On August 6, 1965, President Johnson signed what would become our nation’s most effective civil rights law – the Voting Rights Act (VRA). The law ended literacy tests, poll taxes, and other intentionally discriminatory mechanisms that prevented minorities from voting. In the 21st century, the VRA has been used to combat modern voting discrimination in the form of inequitable redistricting plans, restrictive voter ID laws, artificial barriers to voting, elimination of early voting opportunities, and unfair polling place changes.
But the civil rights legacy of the VRA began to unravel on June 25, 2013, when the U.S. Supreme Court made the disastrous decision to gut the VRA in Shelby County v. Holder. The decision struck down some of the law’s most crucial voter protections. Prior to Shelby, states and localities with a history of discrimination had to get pre-clearance from the Department of Justice before enacting any voting law changes. Now free from federal oversight, states have pushed through discriminatory laws that make it more difficult to vote.
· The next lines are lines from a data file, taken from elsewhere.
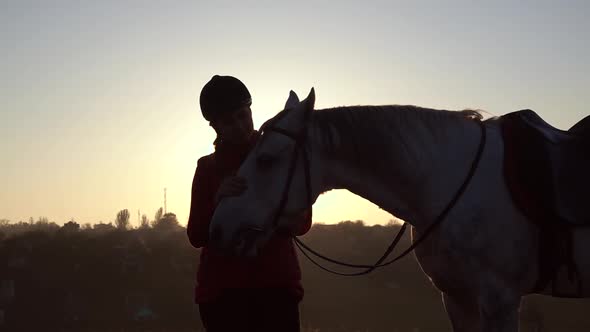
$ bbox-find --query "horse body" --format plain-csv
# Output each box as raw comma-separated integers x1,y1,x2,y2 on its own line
209,89,590,332
316,108,536,331
408,121,536,331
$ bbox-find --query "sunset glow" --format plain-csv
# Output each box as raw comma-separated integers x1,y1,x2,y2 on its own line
2,1,588,226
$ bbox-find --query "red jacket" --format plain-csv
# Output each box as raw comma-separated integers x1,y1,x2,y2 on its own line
187,131,312,304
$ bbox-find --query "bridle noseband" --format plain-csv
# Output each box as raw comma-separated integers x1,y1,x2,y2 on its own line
260,107,487,276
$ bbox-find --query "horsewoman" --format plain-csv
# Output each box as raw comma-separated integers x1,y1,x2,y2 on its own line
187,75,312,332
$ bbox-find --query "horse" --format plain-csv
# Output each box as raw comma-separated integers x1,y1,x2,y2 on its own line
208,88,590,332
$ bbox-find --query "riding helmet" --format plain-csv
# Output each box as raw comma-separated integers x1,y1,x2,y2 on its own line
199,75,252,121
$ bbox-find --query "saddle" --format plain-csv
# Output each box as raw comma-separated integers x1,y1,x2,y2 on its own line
502,109,590,226
501,109,590,297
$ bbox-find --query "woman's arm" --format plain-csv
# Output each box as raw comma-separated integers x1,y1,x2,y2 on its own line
186,158,216,248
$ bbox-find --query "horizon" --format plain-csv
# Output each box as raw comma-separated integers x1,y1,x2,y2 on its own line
2,1,589,227
0,212,389,228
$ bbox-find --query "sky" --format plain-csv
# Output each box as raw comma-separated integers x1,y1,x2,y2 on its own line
1,0,589,227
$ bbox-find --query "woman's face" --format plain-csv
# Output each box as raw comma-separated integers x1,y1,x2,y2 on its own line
211,105,254,144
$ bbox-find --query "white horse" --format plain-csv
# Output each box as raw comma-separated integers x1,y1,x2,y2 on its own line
209,88,590,332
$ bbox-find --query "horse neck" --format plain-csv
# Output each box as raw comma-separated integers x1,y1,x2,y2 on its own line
310,106,482,230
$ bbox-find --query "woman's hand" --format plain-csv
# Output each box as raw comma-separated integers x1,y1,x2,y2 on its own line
215,176,248,204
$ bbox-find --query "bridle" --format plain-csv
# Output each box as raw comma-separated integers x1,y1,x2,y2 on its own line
261,106,487,276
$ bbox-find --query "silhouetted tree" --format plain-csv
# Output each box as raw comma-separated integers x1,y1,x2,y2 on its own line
338,219,365,229
116,209,131,230
61,220,80,232
93,222,116,234
32,219,60,233
152,212,180,231
140,214,150,229
151,208,163,228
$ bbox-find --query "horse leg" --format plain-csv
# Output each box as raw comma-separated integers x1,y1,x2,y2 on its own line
442,293,480,332
478,287,521,332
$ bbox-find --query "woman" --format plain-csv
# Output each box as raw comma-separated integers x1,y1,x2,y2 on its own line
187,75,312,332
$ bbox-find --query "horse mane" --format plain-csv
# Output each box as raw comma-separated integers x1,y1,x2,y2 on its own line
311,105,484,179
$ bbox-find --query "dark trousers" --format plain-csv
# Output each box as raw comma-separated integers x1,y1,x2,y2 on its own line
199,288,300,332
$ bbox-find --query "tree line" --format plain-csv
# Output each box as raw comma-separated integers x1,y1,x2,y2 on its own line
0,207,179,240
0,219,589,331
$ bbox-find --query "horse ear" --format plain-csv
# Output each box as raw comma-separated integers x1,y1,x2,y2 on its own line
284,90,300,109
304,87,315,111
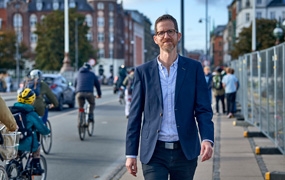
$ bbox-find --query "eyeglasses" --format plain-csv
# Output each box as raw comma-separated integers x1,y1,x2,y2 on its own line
156,29,178,37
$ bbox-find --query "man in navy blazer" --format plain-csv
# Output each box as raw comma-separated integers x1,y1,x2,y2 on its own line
125,14,214,180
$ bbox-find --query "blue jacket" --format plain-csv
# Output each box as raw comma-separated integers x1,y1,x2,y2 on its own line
74,67,102,96
13,102,50,152
125,55,214,164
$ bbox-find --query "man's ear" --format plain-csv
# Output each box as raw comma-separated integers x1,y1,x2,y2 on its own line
153,35,158,45
177,32,182,41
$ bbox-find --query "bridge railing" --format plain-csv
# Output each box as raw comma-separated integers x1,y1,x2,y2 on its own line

Voter ID laws and the elimination of early voting opportunities have been enacted all over the country and have had an especially harmful effect on people of color, low-income communities, people with disabilities, and students. Despite public outcry and widespread evidence of voter discrimination, Congress has failed to restore the critical voting protections lost in Shelby.
In 2014, the bipartisan Voting Rights Amendment Act was introduced in both the House of Representatives and the Senate. While the Voting Rights Amendment Act received a hearing in the Senate Judiciary Committee, the legislation didn’t move any further and never got a hearing in the House.
Now, Congress has two bills to use as vehicles to restore the VRA: the Voting Rights Amendment Act and the Voting Rights Advancement Act, which was introduced in 2015. If Congress doesn’t act soon, voters in the 2016 election will face the first presidential election in half a century without strong federal protections against voting discrimination.